The first footage of Gears of War creator Cliff Bleszinski’s new game, codenamed Bluestreak, has been released.

The footage debuted at PAX East, and shows a work-in-progress map for the Unreal Engine 4-powered sci-fi shooter.

“We considered several options regarding what technology we’d use to build Project BlueStreak,” said Bleszinski.

“Ultimately, we found ourselves coming full circle to my friends at Epic Games and the elegant solution for rapid and quality game development that is Unreal Engine 4.

“We look forward to making a top-tier product through this partnership.”

Bluestreak will be free-to-play, and is being published by Nexon America.

Bleszinski said in a Reddit AMA last winter that despite its arena sports shooter roots, Bluestreak will feature some decent lore.

"Weapons will have manufacturing corporations, players will have lore/history, and the world will feel there and lived in," he said.

"We also want to make live-action shorts quarterly to help tell more about the universe outside of the game.

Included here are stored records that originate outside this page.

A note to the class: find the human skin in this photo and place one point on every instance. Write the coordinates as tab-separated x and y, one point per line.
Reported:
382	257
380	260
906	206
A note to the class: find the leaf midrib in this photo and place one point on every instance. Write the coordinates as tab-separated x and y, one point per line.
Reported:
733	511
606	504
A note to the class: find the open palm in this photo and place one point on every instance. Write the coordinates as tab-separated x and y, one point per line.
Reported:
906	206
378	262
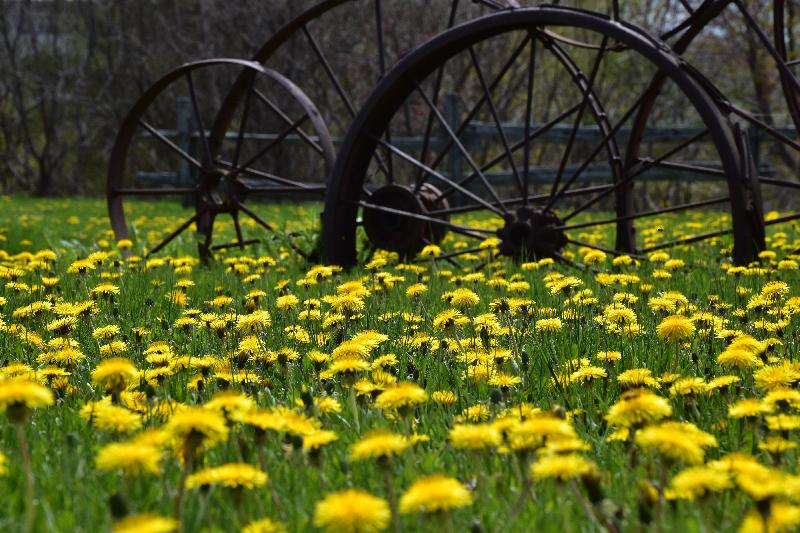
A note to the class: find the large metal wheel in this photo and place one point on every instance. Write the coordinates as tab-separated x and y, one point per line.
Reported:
769	187
150	159
576	176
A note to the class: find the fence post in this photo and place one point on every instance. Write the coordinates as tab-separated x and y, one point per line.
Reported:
183	130
455	163
755	148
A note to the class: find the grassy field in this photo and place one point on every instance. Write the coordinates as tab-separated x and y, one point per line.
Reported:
266	394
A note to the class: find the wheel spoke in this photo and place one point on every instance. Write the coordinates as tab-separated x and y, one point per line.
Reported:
630	177
337	85
644	214
275	142
199	119
461	148
779	183
169	238
267	176
234	244
237	227
475	108
511	202
263	223
492	162
174	147
610	251
487	95
437	87
288	121
597	149
781	220
164	191
473	231
587	95
528	119
491	207
691	168
243	123
766	127
278	190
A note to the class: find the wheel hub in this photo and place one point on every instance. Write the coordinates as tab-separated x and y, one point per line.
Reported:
530	233
388	227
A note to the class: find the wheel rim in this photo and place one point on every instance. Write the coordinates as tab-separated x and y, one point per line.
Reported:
221	176
364	137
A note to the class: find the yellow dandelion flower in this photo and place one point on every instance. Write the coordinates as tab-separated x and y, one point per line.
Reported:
130	458
145	523
265	525
231	475
402	396
675	328
679	441
434	494
637	408
351	511
475	436
115	374
378	445
562	467
695	482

If you're doing a sci-fi IP you need as much of the fiction to come through in other mediums (and with lore) so people care about Plasma Rifle 3 or Player X."

Last June, Bleszinski said modern military shooters had made the genre feel stale.

“I’m so tired of shooting tiny characters through iron sights when they’re so far away. You never get to see them. Part of it, we have things like big vehicles and mechs to blame, but part of it is the success of the modern military shooter,” he said.

“I look at my multipage design documents for weapons and maneuverability, and there are still so many things that people either haven’t done recently in a first-person shooter or haven’t done at all. They date back to mechanics in Genesis and Super Nintendo games, relating to weaponry and player movement and things like that. They’d make for an absolutely fascinating take on a first-person shooter.

“I’m not saying everything needs to go all crazy like Serious Sam or Ratchet & Clank, but there is absolutely a lot of room for some compelling stuff that can allow for some really cool trick shooting in a first-person shooter environment,” he added.

“From what I’ve gathered from Destiny and Titanfall, they’ve started to scratch the surface of that. Destiny has a bit of a ground-pound move. You look at the double jumping and the wall-running in Titanfall. There’s so much more you can do with that. Things like the way certain platforming characters could dash. They could burst upwards or sideways. All these omnidirectional movements. Teleportation.”